Селиванов неподвижно сидел за столом и напряженно думал...
О нераскрытых делах и преступлениях, тяжелой ношей висевших на шее.
О дисциплине подчиненных.
О молодежных группах, которые совсем распустились, словно перед концом света, ничего их не сдерживало, - насмотревшись разрешенных ныне фильмов, они и сами чуть ли не каждый вечер устраивали драки, под стать тем, что в кино.
Подбросила забот и последняя амнистия: вернулись из тех мест, куда Макар телят не гонял, многие бывшие знакомые, будто на курсах повышения квалификации побывали, и снова за старое, хорошо освоенное, принялись...
Кривая преступности ползет вверх.
Что делать? Кто во всем виноват?
Конечно, послушав иных умников, можно подумать, что во всех бедах виновата она, родная милиция, которая всегда не туда смотрит...
Э-эх, взять бы этих умников да посадить на его, Селиванова, место, и у них самих порядка потребовать!..
Неожиданно из коридора, будто в насмешку над невеселыми мыслями Селиванова, раздался дружный здоровый хохот - даже стены его не заглушили...
'Их уже никакими выговорами не запугаешь', - Селиванов решительно нажал кнопку селекторной связи.
- Слушаю, товарищ подполковник, - раздался в динамике голос заместителя - майора Андрейченко.
- Что там происходит у твоего кабинета? Это что за клуб веселых и находчивых? Может, еще одну оперативку провести?
- Сейчас выясню, товарищ подполковник, и сразу же доложу.

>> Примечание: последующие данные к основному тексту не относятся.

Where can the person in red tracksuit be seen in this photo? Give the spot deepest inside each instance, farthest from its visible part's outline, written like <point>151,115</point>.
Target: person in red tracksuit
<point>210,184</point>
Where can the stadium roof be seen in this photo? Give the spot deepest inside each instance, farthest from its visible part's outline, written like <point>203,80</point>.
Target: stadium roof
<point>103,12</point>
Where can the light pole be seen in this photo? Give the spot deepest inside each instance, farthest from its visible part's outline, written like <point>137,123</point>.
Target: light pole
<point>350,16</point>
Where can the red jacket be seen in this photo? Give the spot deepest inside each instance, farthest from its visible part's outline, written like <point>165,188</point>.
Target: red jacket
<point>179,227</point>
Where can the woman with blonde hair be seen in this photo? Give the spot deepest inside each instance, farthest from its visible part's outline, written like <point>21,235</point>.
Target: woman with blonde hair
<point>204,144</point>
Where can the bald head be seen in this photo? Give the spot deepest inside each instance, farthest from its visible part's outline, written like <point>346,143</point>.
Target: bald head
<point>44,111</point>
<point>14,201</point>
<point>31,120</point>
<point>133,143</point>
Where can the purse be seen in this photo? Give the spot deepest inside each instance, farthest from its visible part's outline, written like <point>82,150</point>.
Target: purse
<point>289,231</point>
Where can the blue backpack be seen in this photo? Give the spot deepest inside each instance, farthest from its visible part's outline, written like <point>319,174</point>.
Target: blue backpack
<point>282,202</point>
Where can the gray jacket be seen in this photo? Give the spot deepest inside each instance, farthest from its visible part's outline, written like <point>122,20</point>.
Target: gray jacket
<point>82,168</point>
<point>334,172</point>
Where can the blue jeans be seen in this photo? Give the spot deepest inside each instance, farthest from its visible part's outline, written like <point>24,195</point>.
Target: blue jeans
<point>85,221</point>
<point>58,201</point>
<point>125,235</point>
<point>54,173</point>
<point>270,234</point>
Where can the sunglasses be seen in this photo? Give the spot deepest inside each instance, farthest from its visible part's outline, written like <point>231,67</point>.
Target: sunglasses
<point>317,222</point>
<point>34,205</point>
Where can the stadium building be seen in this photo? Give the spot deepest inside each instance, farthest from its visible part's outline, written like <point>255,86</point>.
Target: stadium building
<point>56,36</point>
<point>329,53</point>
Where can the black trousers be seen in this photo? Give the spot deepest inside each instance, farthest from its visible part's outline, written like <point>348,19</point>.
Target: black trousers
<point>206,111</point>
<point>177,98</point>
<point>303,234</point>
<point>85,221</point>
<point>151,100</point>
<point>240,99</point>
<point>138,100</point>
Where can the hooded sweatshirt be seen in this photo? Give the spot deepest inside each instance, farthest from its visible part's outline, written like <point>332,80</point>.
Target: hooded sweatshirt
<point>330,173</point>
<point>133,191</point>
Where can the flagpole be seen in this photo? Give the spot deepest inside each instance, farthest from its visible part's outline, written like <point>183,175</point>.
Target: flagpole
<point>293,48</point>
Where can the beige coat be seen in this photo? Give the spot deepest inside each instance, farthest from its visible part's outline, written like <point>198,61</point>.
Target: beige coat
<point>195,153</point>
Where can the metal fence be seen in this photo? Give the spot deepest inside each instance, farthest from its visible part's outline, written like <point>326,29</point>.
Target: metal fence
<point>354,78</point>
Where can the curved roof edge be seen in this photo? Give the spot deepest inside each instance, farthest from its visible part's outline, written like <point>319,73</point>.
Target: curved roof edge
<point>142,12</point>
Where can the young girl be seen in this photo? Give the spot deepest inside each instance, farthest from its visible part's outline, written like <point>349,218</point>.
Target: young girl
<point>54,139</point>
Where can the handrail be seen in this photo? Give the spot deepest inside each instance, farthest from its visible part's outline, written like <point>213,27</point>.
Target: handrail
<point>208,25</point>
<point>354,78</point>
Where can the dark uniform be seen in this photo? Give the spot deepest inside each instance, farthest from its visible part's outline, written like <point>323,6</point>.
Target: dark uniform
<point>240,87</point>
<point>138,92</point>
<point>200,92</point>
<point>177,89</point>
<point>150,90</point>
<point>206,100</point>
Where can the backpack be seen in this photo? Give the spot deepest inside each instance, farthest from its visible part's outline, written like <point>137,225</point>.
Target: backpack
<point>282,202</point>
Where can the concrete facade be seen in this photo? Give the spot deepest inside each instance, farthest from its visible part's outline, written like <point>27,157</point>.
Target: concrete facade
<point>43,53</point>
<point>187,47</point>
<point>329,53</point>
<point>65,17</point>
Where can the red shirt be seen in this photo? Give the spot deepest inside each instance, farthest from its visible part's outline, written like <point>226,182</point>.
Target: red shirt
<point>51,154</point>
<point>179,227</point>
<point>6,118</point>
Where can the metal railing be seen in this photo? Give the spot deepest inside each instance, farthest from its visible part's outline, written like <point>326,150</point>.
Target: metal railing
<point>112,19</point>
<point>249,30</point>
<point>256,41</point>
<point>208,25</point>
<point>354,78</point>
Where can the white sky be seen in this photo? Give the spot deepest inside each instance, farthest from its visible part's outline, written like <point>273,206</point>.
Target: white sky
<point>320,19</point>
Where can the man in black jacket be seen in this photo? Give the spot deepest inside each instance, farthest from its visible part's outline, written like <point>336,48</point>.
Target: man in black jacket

- Срочно, - Селиванов откинулся на спинку стула и почувствовал, как волна усталости и раздражительности накатывается на него, сковывает все тело. По горькому опыту он уже знал, что главное теперь - сжать зубы и терпеть, терпеть, не взорваться...
Спустя минут пять майор Андрейченко заглянул в кабинет.
- Разрешите доложить, товарищ подполковник?
- Слушаю.
- Тут такое дело, - Андрейченко, стоя перед столом Селиванова, вдруг повел себя вовсе не по уставу: переступил с ноги на ногу, покраснел и почему-то растерялся - видимо, не знал, что и как говорить дальше.
- Ну, что там? Почему молчишь?
- Николаенчик рассказывает такое... - выдавил из себя заместитель всего три слова и замолчал.
- Что-о? Опять Николаенчик что-то отчебучил? - Селиванов стал подниматься со стула, чувствуя, как наливаются тяжестью его кулаки.
- Да нет, пока ничего страшного не случилось. Просто он всерьез доказывает такое, от чего народ со смеху покатывается... Ему никто не верит, а он свое гнет.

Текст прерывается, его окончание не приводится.